Balko’s blog, the Agitator, contains developing blog reports of accumulated documentation of the case, with links. Stephen Gordon, over at Hammer of Truth, posted contact information for Mississippi governor, Haley Barbour, so people could write him about Maye’s case. Matt Rustler, over at Stop the Bleating, blogs about Balko’s gathering of information, providing sequential links.
Usually it is pretty pointless to contact political critters, however in this case I’m going to make an exception. There appears to be a glut of unanswered questions and shady evidence. With the life of a potentially innocent young father at stake, it is worth a try.
In the bigger picture, this is also the unfolding story of the erosion of American safety. With each fatal police raid, another chapter is written. Claire Wolfe blogged today about Maye and paramilitary police raids. She recently spoke with criminologist Peter B. Kraska, whose research reveals that approximately 40,000 paramilitary police raid occur annually, and that only about 20% of them are to serve arrest warrants. Balko posted today a quote from El Monte police chief, Bill Ankeny, which appeared in the LA Times after the 1999 shooting death of Mario Paz, victim of a paramilitary raid.
"We do bang on the door and make an announcement--'It's the police'--but it kind
of runs together. If you're sitting on the couch, it would be difficult to
get to the door before they knock it down."
Police are conducting raids on innocent Americans, people with no previous criminal records; people of all ages (Paz was 64 years old when shot to death; Maye’s daughter was a year old when their duplex was raided); people who shouldn’t meet death at the hands of those who are supposed to serve and protect them.

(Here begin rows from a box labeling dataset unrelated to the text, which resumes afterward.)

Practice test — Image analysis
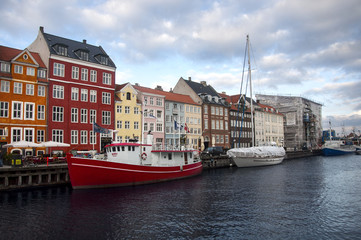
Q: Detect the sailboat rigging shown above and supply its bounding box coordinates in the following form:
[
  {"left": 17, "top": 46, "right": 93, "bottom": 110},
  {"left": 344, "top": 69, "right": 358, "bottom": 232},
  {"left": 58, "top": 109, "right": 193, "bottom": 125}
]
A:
[{"left": 227, "top": 35, "right": 286, "bottom": 167}]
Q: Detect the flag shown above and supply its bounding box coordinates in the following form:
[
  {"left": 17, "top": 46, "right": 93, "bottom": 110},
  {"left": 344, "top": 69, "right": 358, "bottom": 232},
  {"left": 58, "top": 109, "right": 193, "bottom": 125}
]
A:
[
  {"left": 184, "top": 123, "right": 190, "bottom": 133},
  {"left": 174, "top": 120, "right": 179, "bottom": 130},
  {"left": 93, "top": 122, "right": 110, "bottom": 134}
]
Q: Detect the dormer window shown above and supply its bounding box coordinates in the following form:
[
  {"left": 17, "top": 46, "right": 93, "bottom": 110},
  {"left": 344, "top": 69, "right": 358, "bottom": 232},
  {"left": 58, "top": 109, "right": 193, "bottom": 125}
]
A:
[
  {"left": 75, "top": 49, "right": 89, "bottom": 61},
  {"left": 54, "top": 44, "right": 68, "bottom": 56},
  {"left": 95, "top": 54, "right": 109, "bottom": 65}
]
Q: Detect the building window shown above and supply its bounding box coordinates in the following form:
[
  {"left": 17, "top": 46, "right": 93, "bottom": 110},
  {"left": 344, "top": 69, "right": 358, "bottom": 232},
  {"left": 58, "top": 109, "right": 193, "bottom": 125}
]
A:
[
  {"left": 26, "top": 67, "right": 35, "bottom": 76},
  {"left": 103, "top": 73, "right": 112, "bottom": 85},
  {"left": 14, "top": 65, "right": 23, "bottom": 74},
  {"left": 71, "top": 87, "right": 79, "bottom": 101},
  {"left": 53, "top": 85, "right": 64, "bottom": 99},
  {"left": 80, "top": 130, "right": 88, "bottom": 144},
  {"left": 134, "top": 107, "right": 139, "bottom": 114},
  {"left": 11, "top": 127, "right": 23, "bottom": 142},
  {"left": 26, "top": 84, "right": 34, "bottom": 96},
  {"left": 51, "top": 129, "right": 64, "bottom": 143},
  {"left": 124, "top": 121, "right": 130, "bottom": 129},
  {"left": 70, "top": 130, "right": 79, "bottom": 144},
  {"left": 24, "top": 103, "right": 35, "bottom": 120},
  {"left": 53, "top": 63, "right": 65, "bottom": 77},
  {"left": 0, "top": 102, "right": 9, "bottom": 118},
  {"left": 80, "top": 89, "right": 88, "bottom": 102},
  {"left": 1, "top": 62, "right": 10, "bottom": 73},
  {"left": 53, "top": 106, "right": 64, "bottom": 122},
  {"left": 1, "top": 80, "right": 10, "bottom": 92},
  {"left": 89, "top": 131, "right": 97, "bottom": 144},
  {"left": 24, "top": 128, "right": 34, "bottom": 142},
  {"left": 102, "top": 92, "right": 111, "bottom": 105},
  {"left": 38, "top": 86, "right": 45, "bottom": 97},
  {"left": 38, "top": 105, "right": 45, "bottom": 120},
  {"left": 90, "top": 70, "right": 97, "bottom": 82},
  {"left": 102, "top": 111, "right": 111, "bottom": 125},
  {"left": 14, "top": 82, "right": 23, "bottom": 94},
  {"left": 117, "top": 105, "right": 122, "bottom": 113},
  {"left": 81, "top": 68, "right": 88, "bottom": 81},
  {"left": 12, "top": 102, "right": 23, "bottom": 119},
  {"left": 56, "top": 45, "right": 68, "bottom": 56},
  {"left": 36, "top": 130, "right": 45, "bottom": 142},
  {"left": 38, "top": 69, "right": 46, "bottom": 78},
  {"left": 157, "top": 98, "right": 163, "bottom": 107},
  {"left": 80, "top": 109, "right": 88, "bottom": 123},
  {"left": 71, "top": 66, "right": 79, "bottom": 79},
  {"left": 71, "top": 108, "right": 79, "bottom": 123},
  {"left": 90, "top": 90, "right": 97, "bottom": 103},
  {"left": 89, "top": 109, "right": 97, "bottom": 123}
]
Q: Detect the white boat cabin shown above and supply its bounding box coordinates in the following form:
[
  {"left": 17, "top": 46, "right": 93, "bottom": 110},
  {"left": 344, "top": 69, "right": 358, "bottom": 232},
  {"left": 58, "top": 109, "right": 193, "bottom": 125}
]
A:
[{"left": 105, "top": 135, "right": 200, "bottom": 166}]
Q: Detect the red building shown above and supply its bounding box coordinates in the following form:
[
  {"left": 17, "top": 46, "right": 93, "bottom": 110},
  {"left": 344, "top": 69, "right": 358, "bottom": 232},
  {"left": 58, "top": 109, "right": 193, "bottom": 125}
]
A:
[{"left": 29, "top": 27, "right": 116, "bottom": 154}]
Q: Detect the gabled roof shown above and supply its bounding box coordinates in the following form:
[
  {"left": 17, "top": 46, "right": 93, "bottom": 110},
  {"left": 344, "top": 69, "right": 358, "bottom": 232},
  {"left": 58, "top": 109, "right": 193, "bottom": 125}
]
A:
[
  {"left": 0, "top": 45, "right": 46, "bottom": 68},
  {"left": 42, "top": 32, "right": 115, "bottom": 68},
  {"left": 183, "top": 79, "right": 220, "bottom": 97},
  {"left": 133, "top": 85, "right": 199, "bottom": 105}
]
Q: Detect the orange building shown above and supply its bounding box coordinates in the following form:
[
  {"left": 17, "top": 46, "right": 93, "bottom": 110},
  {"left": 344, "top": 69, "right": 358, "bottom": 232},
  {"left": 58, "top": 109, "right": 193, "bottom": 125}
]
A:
[{"left": 0, "top": 46, "right": 48, "bottom": 155}]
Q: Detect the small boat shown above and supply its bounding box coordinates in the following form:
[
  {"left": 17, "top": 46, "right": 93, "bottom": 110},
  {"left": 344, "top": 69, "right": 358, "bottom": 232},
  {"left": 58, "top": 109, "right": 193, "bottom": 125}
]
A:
[
  {"left": 322, "top": 121, "right": 356, "bottom": 156},
  {"left": 227, "top": 35, "right": 286, "bottom": 167},
  {"left": 67, "top": 134, "right": 203, "bottom": 189}
]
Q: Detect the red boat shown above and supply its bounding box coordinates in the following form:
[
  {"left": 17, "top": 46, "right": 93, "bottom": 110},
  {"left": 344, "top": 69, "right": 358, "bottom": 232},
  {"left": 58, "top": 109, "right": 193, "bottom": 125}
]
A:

We can close our eyes, and our minds, to this problem. We can fool ourselves and say that only bad people, with weak hearts, are affected by the War on Drugs. When it is someone else’s door, someone else’s family, it’s easy to dismiss it from our line of sight. To paraphrase an infamous parable, when they’ve already come for everyone else, who’s going to be there when they come for you? Maybe Joel Miller’s book, Bad Trip: How the War Against Drugs Is Destroying America, is a good place to begin researching this question, although I shall infer the answer. Ignore this problem and no one is going to be there to help you in your time of need; they’ll be incarcerated or dead.
Note: If you choose to write Barbour, or other folks of your choosing, about Maye’s case, please double check any facts you refer to in your letter. Balko noted on his Saturday, Dec. 10 blog entry that there are some misconceptions and conflicting information posted in Blog land. He writes, “I've already seen a few misconceptions start to appear. I think this is in part due to conflicting accounts of the case as given by various media outlets in Prentiss and Hatiesburg, by Maye's first lawyer, by the cops at the scene, and by the prosecution. It's also probably in part due to me putting the first two posts up rather quickly, and perhaps not being quite as clear as I should have been.”Don’t give Barbour any reason to glibly dismiss your letter.